Getting Started With Google Cloud Builder

One of the advantages of containerized applications is the standardization, some would say “write it once, runs everywhere” but that’s another motto for another product. Anyway with a new packaging technology the same problems are faced: build reproducibility, or the necessity for people doing Ops to know they are going to deploy the same exact piece of code the Dev team used in their tests. So to address this issue the container image needs to be immutable: once it’s built, it’s not going to be changed, ever. And the same image will be used for testing, QA, beta, preview, presales-demo, whatever environment you need to deploy the app to.

Building it

Docker has been around for a few years now, it’s mature and stable, but ask anyone using it if they’d allow images built on development workstation to run in production: not gonna happen! The artifact that will serve production traffic will pass through the CI/CD pipelines and pushed to the registry, this is the way of shipping containers. “That’s easy”, you’ll say, “I’ll stick my Dockerfile in the repo and let the build system do the magic!”, but that’s not the whole picture: there are lower layers to pull, tests to be run and only after they succeed you can build the container. So who is going to maintain all of this configurations? Can we store them into the repo too? Yes! With GCB you can write a declarative multi-step workflow that will compile, test and package the code in a container; the container will get immediately pushed to the Google Container Registry too, so it’s ready to be consumed (maybe Kubernetes on GKE?).

A simple application

There is quite a good number of examples in the cloud builder repository but I’d like to create a fresh one with Golang: a random number generator. The app will serve a random integer via HTTP, and you can see the code is very straightforward. Now I want to build a container to run into GCP with confidence so that every time I make a build I will have a new container image tagged with the version and ready to roll it out.

Using GCB

All builds in GCB happen in a container, right now the only engine supported is Docker but more are going to be added. You can leverage Google pre-baked builders or use your own images as builders, in the example I am using Google’s golang-project image to compile and docker to build the final docker image and push it to registry. Note how some environment variables are injected to the container, like PROJECT_ID is your GCP running project as configured via

gcloud auth login
gcloud config set project your-gcp-project
Side note for gophers

The golang-project image does some checks at setup to determine the workspace structure: there need to be a ./src folder or GOPATH must be passed, or the simplest way is to insert a comment next to package main in main.go

Running the build

It’s as easy as executing

gcloud container builds submit --config cloudbuild.yaml .

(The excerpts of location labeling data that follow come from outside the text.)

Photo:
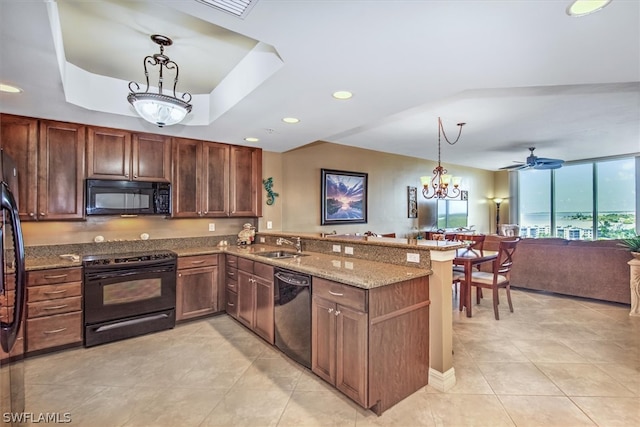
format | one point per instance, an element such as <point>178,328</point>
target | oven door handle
<point>117,274</point>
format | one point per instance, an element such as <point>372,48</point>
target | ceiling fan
<point>535,162</point>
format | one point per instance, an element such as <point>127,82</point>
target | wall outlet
<point>413,257</point>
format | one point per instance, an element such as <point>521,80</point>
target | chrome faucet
<point>297,244</point>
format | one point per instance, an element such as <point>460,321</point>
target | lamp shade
<point>159,109</point>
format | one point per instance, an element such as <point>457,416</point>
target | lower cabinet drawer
<point>56,306</point>
<point>232,304</point>
<point>53,331</point>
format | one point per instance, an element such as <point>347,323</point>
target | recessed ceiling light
<point>9,88</point>
<point>342,94</point>
<point>585,7</point>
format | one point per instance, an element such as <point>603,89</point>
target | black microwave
<point>105,197</point>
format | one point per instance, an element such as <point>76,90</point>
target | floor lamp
<point>497,201</point>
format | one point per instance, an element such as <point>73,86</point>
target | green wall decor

in the root of your project.

See it in action!

As you can see the current folder (. as last parameter) is compressed and shipped to a Cloud Storage random location, then GCB starts the steps listed in the configuration YAML file, running step by step the containers with their arguments.

Conclusion

GCB is fast and very easy to use but for what I’ve been able to test is bound to GCP right now, so if you are willing to deliver a service from Google Cloud and your application is containerized or “cloud native” you have a lightweight build system ready to go, but if you have a private registry or other integrations to do, GCB might still be a too small niche.